Compounding the problem is the dependency of the U.S. and other countries on foreign oil. The U.S. produces about five percent of the world’s petroleum while consuming about 20 percent. Although the U.S. does not buy oil from the most unstable oil-producing regimes, other countries do. When that supply is restricted, those countries turn to our primary suppliers, which drives up prices for everyone. The wave of Middle East uprisings which began in January may be the factor most responsible for the current increase in gasoline prices, felt all over the world. Other significant contributing factors include increased demand from Japan for oil, because of its nuclear plants being out of commission, and ever-increasing demand from fast-growing countries like China and India. Venezuelan president Hugo Chavez justannounced in April that he is hiking taxes on crude oil exports. The U.S. is feeling the pinch even more than other countries due to the debasement of the dollar.
Senate Democrats ignore these underlying factors and instead blame the oil companies for high gas prices. They want to slash tax breaks for oil companies, and direct the money instead to alternative fuels, essentially picking winners and losers in the energy industry. Oil companies already pay a higher percentage of their income in taxes, 41.1%, than the average for all other S&P Industrials, 26.5%. Raising taxes on oil companies will not work, because they will just pass the costs along to consumers. Democrats blame the oil companies instead of admitting the higher prices are caused by Middle East turmoil, because then they would have to acknowledge that drilling locally would fix the problem. Environmentalists in the Democrat Party prevent them from selecting the common sense solution of expanding offshore drilling.Senate Democrats also blame Wall Street speculators for driving up the price of gasoline, and the Obama administration has called for an investigation into energy speculators. But consumer reporter John Stossel points out the last time there was an investigation into oil speculators driving up the cost of gas, it uncovered nothing. President Bush commissioned a review by the Commodity Futures Trading Commission in 2008 on the effect speculators had on market prices. The agency found that speculators actually put downward pressure on prices. There is no free market in oil; the government picks and chooses how much oil to drill and which countries to buy oil from. Stossel notes that in the past when government has banned speculation on commodities, such as on onions, it caused the price of that commodity to fluctuate even more.
There are signs that Obama may be figuring out that the Democrats’ proposals won’t work, leaving gas prices high which would hurt his reelection chances. After generally opposing offshore drilling, he is now saying he will speed up oil and gas drilling on public lands and waters in Alaska, along the Atlantic coast and the Gulf of Mexico.

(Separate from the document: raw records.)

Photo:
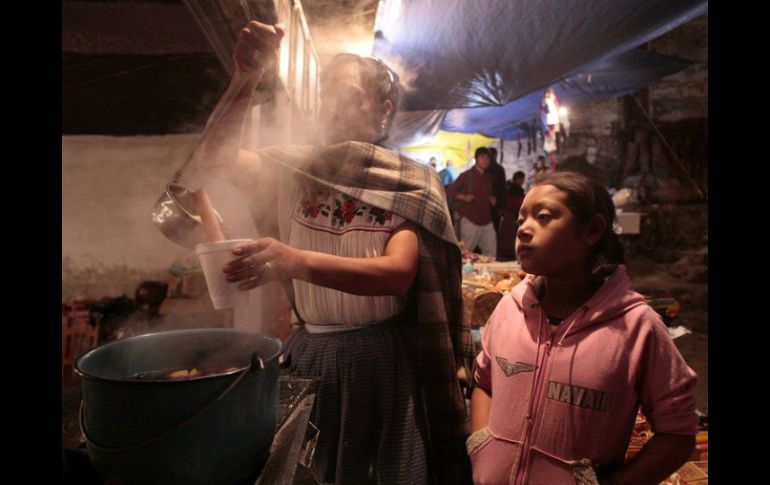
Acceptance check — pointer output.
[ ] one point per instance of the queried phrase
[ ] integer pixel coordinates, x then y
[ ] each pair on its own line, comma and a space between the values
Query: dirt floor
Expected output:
686, 280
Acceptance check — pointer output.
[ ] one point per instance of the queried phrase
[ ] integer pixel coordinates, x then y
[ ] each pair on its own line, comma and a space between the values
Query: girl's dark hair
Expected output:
587, 198
379, 79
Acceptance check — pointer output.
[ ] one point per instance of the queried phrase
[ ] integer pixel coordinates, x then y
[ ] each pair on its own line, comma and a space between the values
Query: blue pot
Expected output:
213, 429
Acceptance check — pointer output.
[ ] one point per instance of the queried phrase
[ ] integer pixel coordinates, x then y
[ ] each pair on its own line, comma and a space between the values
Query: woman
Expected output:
365, 238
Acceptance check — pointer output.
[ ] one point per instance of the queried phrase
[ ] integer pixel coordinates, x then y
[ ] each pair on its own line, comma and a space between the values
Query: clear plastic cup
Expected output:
213, 257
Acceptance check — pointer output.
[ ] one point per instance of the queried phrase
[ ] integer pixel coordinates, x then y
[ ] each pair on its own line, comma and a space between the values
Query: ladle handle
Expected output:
227, 101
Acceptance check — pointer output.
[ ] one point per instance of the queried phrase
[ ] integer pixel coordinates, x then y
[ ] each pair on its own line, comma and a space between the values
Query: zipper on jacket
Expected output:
523, 465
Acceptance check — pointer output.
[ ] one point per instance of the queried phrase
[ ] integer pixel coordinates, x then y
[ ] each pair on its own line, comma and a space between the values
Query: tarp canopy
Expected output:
472, 54
617, 76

Local drilling will not fix everything. There are not enough reserves for the U.S. to become completely self-sufficient, our energy usage will need to expand into nuclear power, natural gas, or other forms. Windmills and solar power are not feasible options at this time due to their enormous cost. The U.S. also needs to cut back on excessive EPA regulations which drive up the cost of gasoline.
Will Obama flip-flop and expand offshore drilling to aid with his reelection, or cave in to the radical left in his party and continue to blame big oil and investors? Meanwhile, consumers should vote with their pocketbooks and buy more fuel-efficient cars. Is it really necessary to have a large SUV, or would a station wagon accomplish the same purpose?